Tuesday night at Stewart Theater, actor Michael Wiley performed his critically acclaimed one-man show based on a popular memoir detailing racially charged events during the Civil Right era.
Wiley brought “Blood Done Sign My Name,” Tim Tyson’s memoir about a 1970 murder and subsequent public unrest in Oxford, to the stage for several hundred attendees. Gospel singer Mary D. Williams provided backing vocals and hymns during the production.
University Scholars and the Office of Diversity and Inclusion co-sponsored the event.
Wiley said he is always happy to perform Blood Done Sign My Name for college students, because it’s a part of history that they should know about before they leave college and enter the adult world.
“I think it’s important that students of all ages, especially college students, look to this recent history to make ties to current socioeconomic problems, political policies, the widening of the achievement gap,” Wiley explained.
During the performance, Wiley estimated he plays about 20 characters, among them: Tyson, Tyson’s father, a 10-year-old white boy, a white racist secretary, and a black Civil Rights activist trying to call attention to the killing and trial. Other than Williams and Wiley, the stage featured just a few props and a video screen that flashed pictures and news clippings relevant to the events in the play.

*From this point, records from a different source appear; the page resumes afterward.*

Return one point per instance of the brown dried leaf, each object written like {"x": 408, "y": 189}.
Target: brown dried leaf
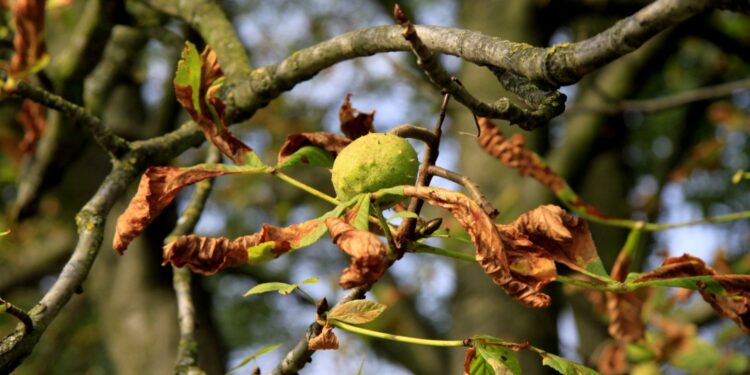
{"x": 367, "y": 251}
{"x": 157, "y": 189}
{"x": 734, "y": 304}
{"x": 327, "y": 141}
{"x": 208, "y": 255}
{"x": 28, "y": 42}
{"x": 34, "y": 124}
{"x": 490, "y": 249}
{"x": 214, "y": 129}
{"x": 325, "y": 340}
{"x": 354, "y": 123}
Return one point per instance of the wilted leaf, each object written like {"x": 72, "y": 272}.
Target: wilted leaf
{"x": 197, "y": 79}
{"x": 325, "y": 340}
{"x": 309, "y": 155}
{"x": 729, "y": 295}
{"x": 157, "y": 189}
{"x": 490, "y": 250}
{"x": 329, "y": 142}
{"x": 34, "y": 124}
{"x": 354, "y": 123}
{"x": 612, "y": 359}
{"x": 282, "y": 288}
{"x": 208, "y": 255}
{"x": 251, "y": 357}
{"x": 30, "y": 50}
{"x": 357, "y": 311}
{"x": 512, "y": 153}
{"x": 367, "y": 251}
{"x": 565, "y": 366}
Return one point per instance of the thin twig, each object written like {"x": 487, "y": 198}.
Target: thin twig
{"x": 467, "y": 183}
{"x": 187, "y": 350}
{"x": 103, "y": 135}
{"x": 28, "y": 324}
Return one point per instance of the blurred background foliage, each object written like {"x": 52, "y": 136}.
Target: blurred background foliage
{"x": 669, "y": 165}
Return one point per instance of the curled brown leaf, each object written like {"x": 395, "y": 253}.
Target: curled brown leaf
{"x": 326, "y": 340}
{"x": 28, "y": 42}
{"x": 208, "y": 255}
{"x": 369, "y": 254}
{"x": 490, "y": 249}
{"x": 354, "y": 123}
{"x": 157, "y": 189}
{"x": 34, "y": 124}
{"x": 733, "y": 304}
{"x": 330, "y": 142}
{"x": 624, "y": 309}
{"x": 512, "y": 153}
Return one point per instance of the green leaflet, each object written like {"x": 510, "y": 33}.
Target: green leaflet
{"x": 361, "y": 221}
{"x": 308, "y": 155}
{"x": 189, "y": 73}
{"x": 282, "y": 288}
{"x": 565, "y": 366}
{"x": 357, "y": 311}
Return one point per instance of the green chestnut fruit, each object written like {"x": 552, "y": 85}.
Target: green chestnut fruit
{"x": 373, "y": 162}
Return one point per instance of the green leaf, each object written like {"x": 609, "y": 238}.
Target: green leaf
{"x": 253, "y": 356}
{"x": 308, "y": 155}
{"x": 565, "y": 366}
{"x": 357, "y": 312}
{"x": 282, "y": 288}
{"x": 495, "y": 360}
{"x": 362, "y": 220}
{"x": 403, "y": 215}
{"x": 189, "y": 72}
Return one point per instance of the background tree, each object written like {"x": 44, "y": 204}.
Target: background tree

The story centered on the murder of Henry “Dickie” Marrow, a black Vietnam veteran who was gunned down in the streets of Oxford. Three white men stood trial for the crime: Robert Teel, his 18-year-old son and his 21-year-old stepson.
Despite testimony from a pair of black eyewitnesses, an all-white jury acquitted the three men, setting off a series of marches, boycotts, and riots; two tobacco warehouses burned during the unrest, and glass from shattered storefronts littered the streets of Oxford.
The event is credited with galvanizing the Civil Rights movement in Granville County. It also nearly tore the town apart, however, as the trial brought out both angry black protestors and white supremacists (most notably the Ku Klux Klan) that showed public support for Teel and his sons.
Wiley’s treatment of the material has earned high praise from Tyson.
“Mike is a brilliant artist and educator. This [story] is about mending the broken world through the power of story … I am proud to have Mike as a colleague in those efforts,” Tyson said in a statement.
While entertaining drama is the main goal of the performance, Wiley takes the “educator” role Tyson mentioned very seriously.
“I hope the play helped them really understand how we’ve gotten to this place as a society – the positive and the negative,” he said.
“We’ve trudged over some really deep and treacherous waters to get here, but we still have many more miles to swim,” said Wiley. In terms of racial relations, Wiley said “we’ve done well as a society, but we’ve got so much more to do.”
Ashley Klein, a freshman in animal science and poultry science who lived in Oxford briefly, attended the play because one of her high school teachers had high praise for Tyson’s work.
“My teacher was always talking about the book, so I wanted to check this out,” Klein said.
Other students, like Corinne Fischer, attended the play because they had read the book in high school.
“I thought parts of the book were really shocking and graphic,” said Fischer, a sophomore in elementary education. “The actor [Wiley] was really entertaining and passionate. He changed his character and demeanor so often.”
After three years of schedule wrangling, University Scholars and Office of Diversity were finally able to get Blood Done … to N.C. State.
“We were delighted to bring the show to campus. It took a little while, but we’re excited that it finally happened,” said Ken Johnson, assistant director of the University Scholars Program.
Wiley first performed Blood Done … at Duke in 2008. Since then, he has taken the show on the road as far afield as Wisconsin and New Jersey, though most of the performances occur in-state. He’s performed Blood Done … at UNC-Chapel Hill, Wesleyan College, and even in Oxford multiple times.
The performance always gets s a stronger reaction when he performs it locally, Wiley said.
“The closer the performance is to Oxford, the more outrage and sadness the audience has,” he said. “Many people in the audience think ‘In my backyard? This happened just up the road and I did not know anything about it?'”
This lack of knowledge is not restricted to the events depicted in Blood Done …, Wiley said. He also performs a one-man show about Emmett Till, a 14-year-old black boy murdered in Mississippi under similar racially charged circumstances.
“I’ve performed the Till show in Mississippi; most of the time, when I ask people in their teens and 20s about it down there, most kids say ‘I’ve never heard about it.'”
Johnson said he hoped attendees left the show more informed about the Oxford incident – and entertained.
”There’s something to be said for attending a play, no matter what it is; but I also hope students and other attendees see the power and courage it takes to stand up for something,” said Johnson. “There’s a reason more people did not stand up [to racism] back then; it isn’t easy, and people are just terrified sometimes.”
“It was not just racism, but also fear, that ruled that era,” Johnson said.
The message was not lost on Klein, who expressed disbelief that something so tragic happened so close to campus so recently.
“It’s incredible that it only happened 40 years ago,” she said. “A lot has changed, but there’s still so much that has not changed in those 40 years.”